Amslink, the company I work for in Hanoi, paid for my first month of accommodation in a hotel. The hotel itself was pretty basic and did not meet my needs. After one week living in the hotel I new I had to find new accommodation as quickly as possible. I did what pretty much anyone person might do in my shoes; I typed into the google search bar “Apartments in Hanoi”. I found a couple companies through my research and went on countless viewings. Nothing was really that intriguing until I viewed this insanely nice luxury apartment. It was almost double my intended budget for housing... but I thought to myself “why not I’m in Hanoi”. I pulled the trigger, signed the lease and was living in a deluxe apartment that would probably have costed $2,000-$3,000 per month on the East Coast. The apartment in Hanoi was $550 a month, which made my budget tight but was definitely within reason.
I stayed about 5 months living in my lavish apartment before realising it was more than I needed. I wasn’t able to afford to travel like I wanted so I terminated the lease and decided to downsize.
Teachers I work with recommended that I join a couple Facebook groups. “Hanoi Massive” and “Hanoi Housing Community” Not using Facebook much I was fairly skeptical about my potential prospects. However, I was totally blown away by all the options and found the groups to be extremely helpful. Instead of bouncing around from viewing to viewing with a realtor I could view everything as I scrolled through the group pages. A lot of housing posts were simply other teachers looking for subleases which was more attractive to me than going through a company. I found a nice studio apartment in “Hanoi Housing Community” and set up a viewing. At the time I had a kitten which made finding housing a little bit more complicated but after negotiating with my landlord I was able to move into a really nice studio apartment for $380 a month.
I stayed in my studio for 4 months before ultimately deciding on downsizing once again. A room opened up in a house down the street from my studio and I jumped on it. My landlord was very kind in letting me end my contract early and I helped her fill the space. The rent in my shared house is only $190. While it isn’t the nicest quality of living it does meet my basic needs.
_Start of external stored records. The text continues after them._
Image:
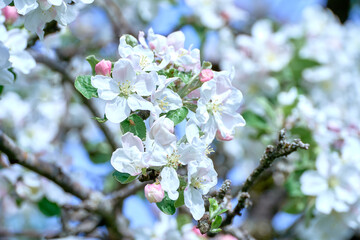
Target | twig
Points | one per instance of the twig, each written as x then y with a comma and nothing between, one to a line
282,149
60,68
46,169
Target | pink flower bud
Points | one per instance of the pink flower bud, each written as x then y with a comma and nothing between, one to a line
197,232
103,68
10,14
220,137
206,75
154,192
227,237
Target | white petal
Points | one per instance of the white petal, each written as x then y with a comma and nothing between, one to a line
22,61
145,83
123,71
129,140
127,160
325,201
138,103
107,87
25,6
117,110
193,200
312,183
6,77
170,182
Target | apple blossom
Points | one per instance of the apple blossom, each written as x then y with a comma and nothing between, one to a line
206,75
103,68
10,14
154,192
123,92
130,158
201,177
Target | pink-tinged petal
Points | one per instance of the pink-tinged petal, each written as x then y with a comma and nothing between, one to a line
136,102
107,87
325,201
145,84
127,160
117,110
129,140
124,72
312,183
170,182
193,200
176,39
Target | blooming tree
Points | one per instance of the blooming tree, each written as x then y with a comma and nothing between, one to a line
94,119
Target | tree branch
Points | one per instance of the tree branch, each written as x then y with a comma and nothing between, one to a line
282,149
58,67
46,169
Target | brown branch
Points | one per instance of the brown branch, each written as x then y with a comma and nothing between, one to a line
282,149
46,169
60,68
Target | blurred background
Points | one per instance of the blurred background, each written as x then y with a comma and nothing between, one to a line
297,64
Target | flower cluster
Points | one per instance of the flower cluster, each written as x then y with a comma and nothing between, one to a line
14,57
39,12
159,76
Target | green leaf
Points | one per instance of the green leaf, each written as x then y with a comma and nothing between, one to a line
123,177
214,206
99,119
206,65
49,208
217,222
92,60
221,211
254,120
83,85
167,205
295,205
177,115
180,201
131,40
135,125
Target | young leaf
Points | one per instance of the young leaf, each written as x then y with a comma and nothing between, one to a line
217,222
215,230
83,85
213,207
135,125
177,115
180,201
123,177
99,119
48,208
92,60
167,205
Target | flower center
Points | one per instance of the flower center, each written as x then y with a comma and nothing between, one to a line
333,182
144,61
173,160
125,89
214,106
197,182
163,104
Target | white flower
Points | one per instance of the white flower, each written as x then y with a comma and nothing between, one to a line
218,105
201,177
162,131
123,92
130,158
12,49
165,99
334,184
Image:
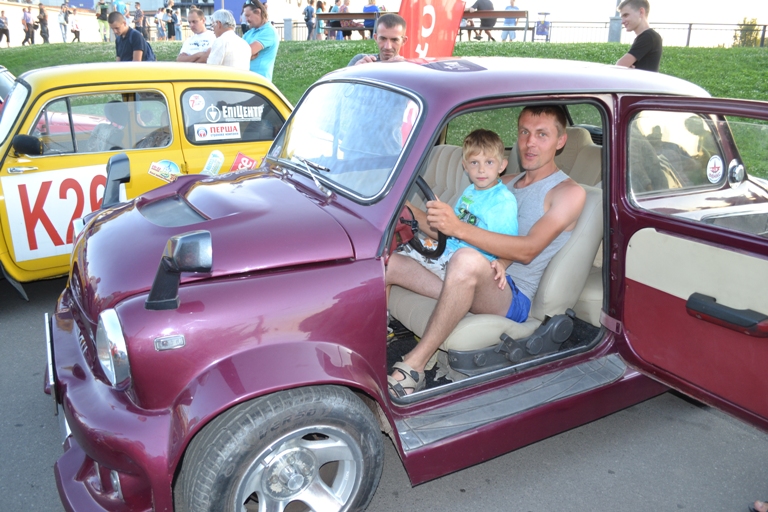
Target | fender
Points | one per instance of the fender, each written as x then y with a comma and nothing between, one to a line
244,377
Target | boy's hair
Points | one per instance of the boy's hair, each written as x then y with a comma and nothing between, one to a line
549,110
484,141
636,5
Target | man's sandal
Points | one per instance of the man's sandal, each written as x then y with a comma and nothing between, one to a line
413,381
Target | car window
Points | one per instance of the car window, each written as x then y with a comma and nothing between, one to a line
91,123
11,109
353,133
503,121
220,116
700,167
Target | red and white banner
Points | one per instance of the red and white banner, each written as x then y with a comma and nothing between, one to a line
432,27
42,206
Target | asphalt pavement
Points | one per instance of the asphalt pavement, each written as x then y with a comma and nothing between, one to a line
666,454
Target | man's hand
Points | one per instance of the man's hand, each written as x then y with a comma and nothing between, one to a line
441,217
499,267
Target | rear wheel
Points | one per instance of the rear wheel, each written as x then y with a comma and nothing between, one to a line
316,449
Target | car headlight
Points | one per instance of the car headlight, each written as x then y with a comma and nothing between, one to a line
111,349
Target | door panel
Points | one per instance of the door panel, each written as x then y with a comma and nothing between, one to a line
663,271
691,244
81,128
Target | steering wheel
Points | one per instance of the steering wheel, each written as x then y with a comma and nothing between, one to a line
415,242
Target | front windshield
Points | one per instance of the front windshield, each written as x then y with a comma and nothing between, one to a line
11,109
353,132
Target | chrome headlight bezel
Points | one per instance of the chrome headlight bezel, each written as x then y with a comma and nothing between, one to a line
111,349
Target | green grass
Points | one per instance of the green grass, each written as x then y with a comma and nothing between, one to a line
724,72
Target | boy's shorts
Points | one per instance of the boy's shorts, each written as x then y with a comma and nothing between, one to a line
521,305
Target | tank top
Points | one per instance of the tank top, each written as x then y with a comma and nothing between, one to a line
530,208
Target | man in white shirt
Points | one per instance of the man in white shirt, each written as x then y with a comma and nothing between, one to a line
228,49
194,48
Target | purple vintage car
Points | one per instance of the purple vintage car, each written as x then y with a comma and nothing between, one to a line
222,343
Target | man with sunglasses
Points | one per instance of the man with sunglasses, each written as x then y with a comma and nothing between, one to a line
195,48
390,37
262,37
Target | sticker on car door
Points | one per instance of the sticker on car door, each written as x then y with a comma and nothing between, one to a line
47,203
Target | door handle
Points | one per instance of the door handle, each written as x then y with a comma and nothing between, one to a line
745,321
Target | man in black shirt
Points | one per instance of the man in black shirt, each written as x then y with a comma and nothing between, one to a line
130,44
645,52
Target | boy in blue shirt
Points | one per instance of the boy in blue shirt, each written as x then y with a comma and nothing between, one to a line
486,203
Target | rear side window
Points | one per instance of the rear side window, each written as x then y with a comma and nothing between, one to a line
93,123
221,116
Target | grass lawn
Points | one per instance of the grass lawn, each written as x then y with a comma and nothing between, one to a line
724,72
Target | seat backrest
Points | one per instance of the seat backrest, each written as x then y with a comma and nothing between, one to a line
578,138
567,272
445,175
588,167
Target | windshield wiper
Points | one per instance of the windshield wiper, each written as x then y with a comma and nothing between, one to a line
307,165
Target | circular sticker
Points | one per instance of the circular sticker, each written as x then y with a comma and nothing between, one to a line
714,169
196,102
213,114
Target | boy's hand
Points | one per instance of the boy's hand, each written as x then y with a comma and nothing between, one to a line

Compared to the luxury apartment I first moved into I’m now saving $360 a month!
What area to live in? Tay Ho District is by far where most the English teachers live. It’s a great area for those who want to be in a community of Westerners and live in a bit quieter area. It is farther out than other districts though and can make for longer commutes. Another area that is great for to live in is Ba Dinh. Ba Dinh is located on the opposite side of Lake Tay Ho and is a little closer to the the city center. Ba Dinh has a nice balance of Westerners and Vietnamese locals.
Where ever you plan on living make sure to do some research before you sign the lease. Often the shorter your lease is the more flexibility you’ll have if plans change. Whether it’s budget room or a luxury apartment you’ll be able to find whatever fits your needs in Hanoi.